I wasn’t angry. Everyone had to do what they had to do. The travel agent confirmed my flight to Kathmandu. Kenny said good-bye at the hotel taxi stand. “See you again.”

“I’m not sure.” This was not America or New York.

“You not know. I know. You you come back. You like Thailand too much.”

“I’ll see you when I see you.” I didn’t turn around as the taxi pulled away from the hotel.

In Kathmandu I broke open the cast to scratch an itch. I trekked through the Himalayas and then flew to Paris via New Delhi.
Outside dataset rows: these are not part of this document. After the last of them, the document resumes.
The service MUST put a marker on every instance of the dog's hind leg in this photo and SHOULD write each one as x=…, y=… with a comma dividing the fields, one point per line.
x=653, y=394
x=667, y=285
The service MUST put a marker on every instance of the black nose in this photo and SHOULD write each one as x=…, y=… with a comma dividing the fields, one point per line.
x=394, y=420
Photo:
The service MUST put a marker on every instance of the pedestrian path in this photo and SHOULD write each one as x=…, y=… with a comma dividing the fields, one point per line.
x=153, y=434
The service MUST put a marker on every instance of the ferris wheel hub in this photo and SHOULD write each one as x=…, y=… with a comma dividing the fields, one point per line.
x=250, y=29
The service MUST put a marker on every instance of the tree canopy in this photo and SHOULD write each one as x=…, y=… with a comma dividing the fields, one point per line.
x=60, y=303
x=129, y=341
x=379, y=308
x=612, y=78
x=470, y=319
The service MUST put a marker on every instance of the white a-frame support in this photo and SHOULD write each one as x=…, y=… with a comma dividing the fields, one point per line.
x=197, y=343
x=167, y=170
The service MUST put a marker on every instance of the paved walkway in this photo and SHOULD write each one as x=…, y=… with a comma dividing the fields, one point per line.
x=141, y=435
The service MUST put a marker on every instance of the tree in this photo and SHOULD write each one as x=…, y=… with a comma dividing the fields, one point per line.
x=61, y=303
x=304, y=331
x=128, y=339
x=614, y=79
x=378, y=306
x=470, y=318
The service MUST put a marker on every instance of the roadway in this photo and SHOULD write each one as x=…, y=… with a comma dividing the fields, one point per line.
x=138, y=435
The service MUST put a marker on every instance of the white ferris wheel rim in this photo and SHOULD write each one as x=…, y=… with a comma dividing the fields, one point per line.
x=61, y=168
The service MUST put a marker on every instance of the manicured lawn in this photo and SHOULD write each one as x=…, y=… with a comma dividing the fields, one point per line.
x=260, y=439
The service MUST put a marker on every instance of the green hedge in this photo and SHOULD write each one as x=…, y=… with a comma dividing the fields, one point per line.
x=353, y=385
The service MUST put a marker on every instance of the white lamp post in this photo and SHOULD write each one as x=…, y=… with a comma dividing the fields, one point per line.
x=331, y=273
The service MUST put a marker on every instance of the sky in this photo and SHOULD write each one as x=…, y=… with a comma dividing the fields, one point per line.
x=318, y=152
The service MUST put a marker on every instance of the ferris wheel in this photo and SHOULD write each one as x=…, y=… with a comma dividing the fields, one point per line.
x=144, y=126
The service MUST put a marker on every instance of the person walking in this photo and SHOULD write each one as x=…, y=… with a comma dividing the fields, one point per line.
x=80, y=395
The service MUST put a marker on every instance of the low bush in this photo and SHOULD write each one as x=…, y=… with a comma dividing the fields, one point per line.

I showed my French friends photos of temples, beaches, and mountains.

None of Pong.

I did the same thing in New York. Richie rehired me within a week.

Life returned to normal.

I had finished my novel. My typing was worse than before and my agent told me to take grammar lessons. I didn’t have the time. Bill laughed at my travel stories, especially having survived the motorcycle crash. I told him I still wanted to see those mountains. He wished he could come too, except he was busy making films. My cousin came from LA to dance at ShowWorld. Sherri wore long gloves to cover her tracks.

“Pong was a girl I met.”

“Glad to hear she had a name. You going back?” Sherri was much better than before. Her habit was in remission.

“Yes, but not for her.”

“Why not?”

“Six months is a long time for someone to wait.”

“Someday you’re going to wake up and fall in love again.” Sherri was talking about my recovering from Gabrielle, not a go-go dancer. She understood the difference between love and lust and loneliness.

“I’m through with love.” I had not said her name in over a year.

“Never say never.” Sherri thought I was a hopeless romantic.

“Never.” I was still under Mrs. Adorno’s curse.

I could only hope that it didn’t last forever, then again nothing did in this world or the next.